Waitangi Weekend is the perfect time to explore the New Zealand bush fuelled by Annabel Langbein's recipes with drinks matches from Yvonne Lorkin
Back in the late 1970s, I lived in the bush for the best part of two years, making a living catching possums and jumping out of helicopters for the live deer recovery business. A small, rough hut in the middle of Te Urewera was my makeshift home, with a red setter to keep me company (the dodgy boyfriend who had wheedled me into this off-the-beaten-track life liked to work solo).
I loved the bush, in all its infinite greens, browns and greys, and the way the landscape was ever-changing. Scrambling through supplejack and bog, fern and cutty grass, I might chance on a glorious ridge of tawa forest. The ground here was free of undergrowth, the brownish-black tawa trunks rising up in majestic lines from a carpet of golden leaf fall, and walking between them felt like being in a cathedral. In early summer the kererū
would arrive in droves to gorge on the berries.
I kept a keen botanical eye on the bush but it never occurred to me at that time that there was a lot here that I could be eating. Robert Vennell's book, The Meaning of Trees — The History and Use of New Zealand's Native Plants, has opened my eyes to the place of plants in early New Zealand culture, medicine and diet.

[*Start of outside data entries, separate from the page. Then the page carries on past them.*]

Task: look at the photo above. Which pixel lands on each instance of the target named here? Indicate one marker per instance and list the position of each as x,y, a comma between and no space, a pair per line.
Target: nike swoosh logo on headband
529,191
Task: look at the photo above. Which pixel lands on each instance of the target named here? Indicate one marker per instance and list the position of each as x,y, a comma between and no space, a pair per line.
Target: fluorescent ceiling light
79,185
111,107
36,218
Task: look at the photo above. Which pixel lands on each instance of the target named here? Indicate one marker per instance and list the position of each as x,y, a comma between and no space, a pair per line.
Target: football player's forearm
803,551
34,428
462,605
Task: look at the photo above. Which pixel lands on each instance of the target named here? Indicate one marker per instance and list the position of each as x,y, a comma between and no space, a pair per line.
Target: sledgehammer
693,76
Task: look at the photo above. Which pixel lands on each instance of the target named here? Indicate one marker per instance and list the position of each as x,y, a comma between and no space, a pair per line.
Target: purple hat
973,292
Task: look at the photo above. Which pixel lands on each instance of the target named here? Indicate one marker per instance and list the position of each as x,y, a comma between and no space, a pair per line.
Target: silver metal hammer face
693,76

Heart-shaped kawakawa leaves (Piper excelsum) have long found their way into pots of tea, pūhā (Sonchus kirkii) often gets boiled in a soup in the late winter and spring when other greens are scarce, and I like to use horopito (Pseudowintera colorata) to prepare a peppery marinade or rub for meats.
But what of the tips of supplejack (Ripogonum scandens), which apparently taste like raw asparagus, as do the tips of the pikopiko (Asplenium bulbiferum), aka fiddlehead fern (don't go eating bracken fronds though, they are known to be carcinogenic).
The cluster of undeveloped leaves that forms a fleshy artichoke-like heart in cabbage trees (Cordyline australis) is known as koata and can be served cooked or raw. Cabbage tree roots are sweet and can be chewed like sugar cane. The white, fleshy flower bracts and the pineapple-shaped fruit of kiekie (Freycinetia banksii), a type of pandanus, were once prized food sources, while New Zealand celery (Apium prostratum) helped early explorers evade scurvy. The kernels of tawa (Beilschmiedia tawa) can be boiled, roasted or steamed and the pollen of raupo (Typha muelleri) is usefully baked into a cake.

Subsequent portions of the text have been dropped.